殺処分直前での保護、里親さんの死去、重篤な病気が発覚…それでも人間が大好きだった保護犬・ナギの波乱万丈の犬生

動物愛護センターなどで保護されるワンコは、バックボーンや年齢などが様々で、全てのワンコが健康体とは限りません。2019年7月に広島県動物愛護センターから譲渡団体に引き出されたワンコ、ナギも重篤な持病を抱えるワンコでした。

■譲渡先の里親さんが死亡。再び団体に戻ってきたナギ

保護当初のナギは、推定まだ1歳半くらいの若いワンコでした。

ナギを引き出したのは、保護犬の譲渡活動を通して、ワンコの殺処分ゼロを目指す団体、ピースワンコ・ジャパン(以下、ピースワンコ)。

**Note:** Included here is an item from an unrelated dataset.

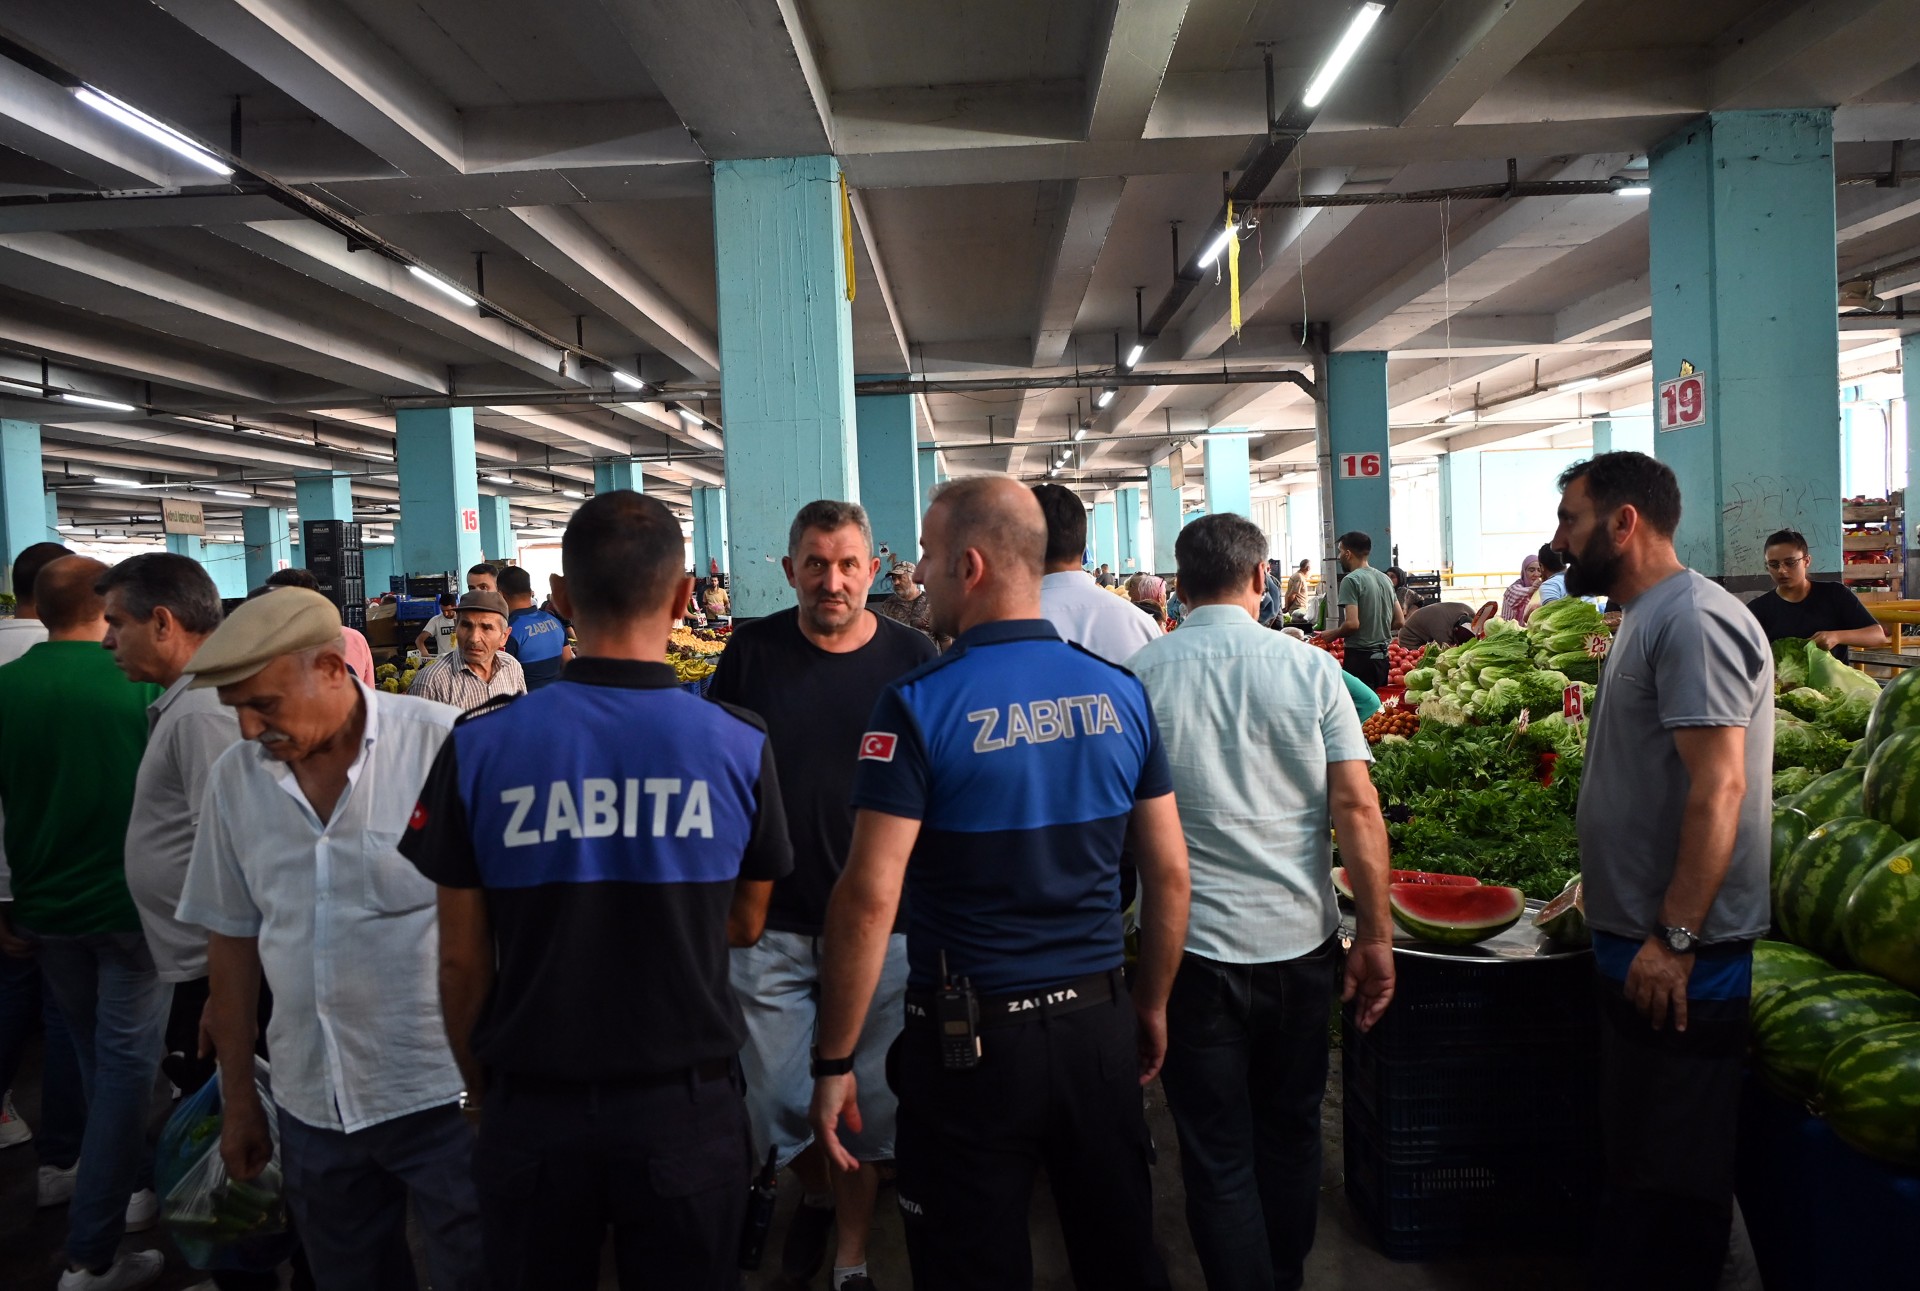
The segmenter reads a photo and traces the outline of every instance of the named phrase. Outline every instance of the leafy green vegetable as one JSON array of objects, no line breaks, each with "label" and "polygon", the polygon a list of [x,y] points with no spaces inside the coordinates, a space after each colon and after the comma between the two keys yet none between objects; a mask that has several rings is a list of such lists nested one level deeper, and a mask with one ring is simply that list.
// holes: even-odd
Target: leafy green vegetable
[{"label": "leafy green vegetable", "polygon": [[1773,796],[1784,798],[1788,794],[1799,793],[1802,789],[1820,778],[1820,773],[1811,767],[1788,767],[1784,771],[1773,773]]},{"label": "leafy green vegetable", "polygon": [[1847,667],[1812,643],[1807,645],[1807,685],[1829,699],[1849,694],[1870,695],[1869,707],[1880,697],[1879,682],[1857,668]]},{"label": "leafy green vegetable", "polygon": [[[1861,725],[1866,720],[1861,719]],[[1791,713],[1776,711],[1773,718],[1773,769],[1805,767],[1825,774],[1847,760],[1853,746],[1847,740],[1811,722],[1803,722]]]},{"label": "leafy green vegetable", "polygon": [[[1852,672],[1849,668],[1847,671]],[[1855,673],[1855,676],[1864,674]],[[1832,707],[1820,716],[1820,725],[1832,730],[1843,740],[1858,740],[1867,733],[1867,719],[1873,715],[1873,705],[1880,698],[1880,688],[1867,683],[1870,690],[1854,690],[1842,695]]]},{"label": "leafy green vegetable", "polygon": [[1797,689],[1789,690],[1782,694],[1775,702],[1803,722],[1819,720],[1820,715],[1825,713],[1827,708],[1833,703],[1831,699],[1828,699],[1811,686],[1801,686]]},{"label": "leafy green vegetable", "polygon": [[1798,690],[1807,684],[1807,639],[1781,637],[1773,643],[1773,684],[1778,690]]}]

同団体が引き出した後、まだ若かったことと、もともとの穏やかな性格もあり、すぐに譲渡先が見つかり、早々に団体を卒業していきました。

しかし、迎え入れた里親さんが突然亡くなったことから、ナギは再びピースワンコへ戻ってくることになりました。

しばらくはいつも通り明るく元気に過ごしていたナギですが、2020年に「巨大食道症」を発症。何らかの要因で食道の一部の筋肉が動かなくなり、食事をしても、胃へ運ぶことができず、結果として嘔吐してしまうという恐ろしい病気です。このことで栄養の摂取が難しくなりました。

固形物だと嘔吐してしまうため、スタッフは食事をフードミキサーなどで嘔吐しにくいペースト状に加工し、ゆっくりと与えることにしました。

食事中の姿勢にも注意し、ナギの前肢を持ち、立ったような状態にしてご飯を与えます。さらに食後には、床に対し垂直の姿勢を保つことで嘔吐を防ごうとリュックキャリーを使いました。おんぶされることで、食道と胃がまっすぐになることと、人間に触れられている安心感からかナギは気持ちよさそうに眠ってしまうこともありました。

こういったスタッフの懸命なケアによってナギは少しずつ体重も増え、適正体重の10キロほどに持ち替えしました。ナギはまだ若いこともあり、食欲は十分あります。後にはペースト状のごはんでは少々物足りない様子を見せるほどになりましたが、しかし病気が治ったわけではありません。思うように食べられないナギの意識を、食事以外に向けてもらえるよう、スタッフは散歩などでその食欲を発散させるなどの工夫をしました。

■ナギの呼吸が荒くなり始めた…

前述の通り、ナギの性格は穏やかで人懐っこく、人間によく甘えるワンコでしたが、人間がそばにいると、その安心感からなのか「嘔吐の量が減る」ことが分かりました。

このため昼間はドッグランの受付で人間と一緒に過ごし、夜間はスタッフが自宅へ連れ帰り、ナギを一人ぼっちにしないよう努めました。

しかし、同年秋口になると、ナギの調子がどうも優れない日が続きました。大好きなはずの散歩でも歩こうとせず、「ハァハァ」と苦しそうな荒い呼吸をします。呼吸が苦しくなるのは、血中の酸素濃度が低くなるためで、肺の機能が低下し酸素をきちんと取り込めていないからでした。

このため、1日に3度、SPO2(動脈血中の酸素飽和度)測定をし状態を確認。数値が極端に低いときは、酸素室へ向かうこともありました。嘔吐に対しても「ナギの体力低下を防ごう」とごはんの回数を3回に増やし、点滴も追加することにしました。

■わずか約4年の犬生で虹の橋へと旅立っていった

体調を崩しても、少し元気になると人間に甘えたがり、酸素室にいるときは「早く出して欲しい」と吠えることもあったナギですが、しかしだんだん、酸素室に入ってもそんな要求もせず、大人しいままになってしまいました。

そして、発作が増え、脳機能障害に付随した呼吸障害を発症してしまいました。さらに何回目かの発作を境に呼吸が停止。獣医師によって心肺蘇生が行われましたが、願いかなわず、ナギは虹の橋へと旅立っていきました。わずか約4年の生涯でした。

■波乱万丈の犬生、天寿を全うしたナギ

なんらかの事情で動物愛護センターに収容され、ピースワンコに保護されたナギ。すぐに里親さんが見つかるも、その里親さんが突然死亡。再び同団体に戻ったところで、重篤な病気が見つかり、苦しい生活を経て旅立っていってしまったナギ。波乱万丈の犬生だったと言わざるを得ませんが、しかし、それでも殺処分の淵から日常へと戻ることができ、同団体のスタッフ、同団体の支援者、そして亡くなった里親さんとの生活はきっとナギの心を癒してくれたのではないかと思います。

天国で亡くなった里親さんと再会し、ナギが再びあの明るい笑顔で過ごしていることを願うばかりです。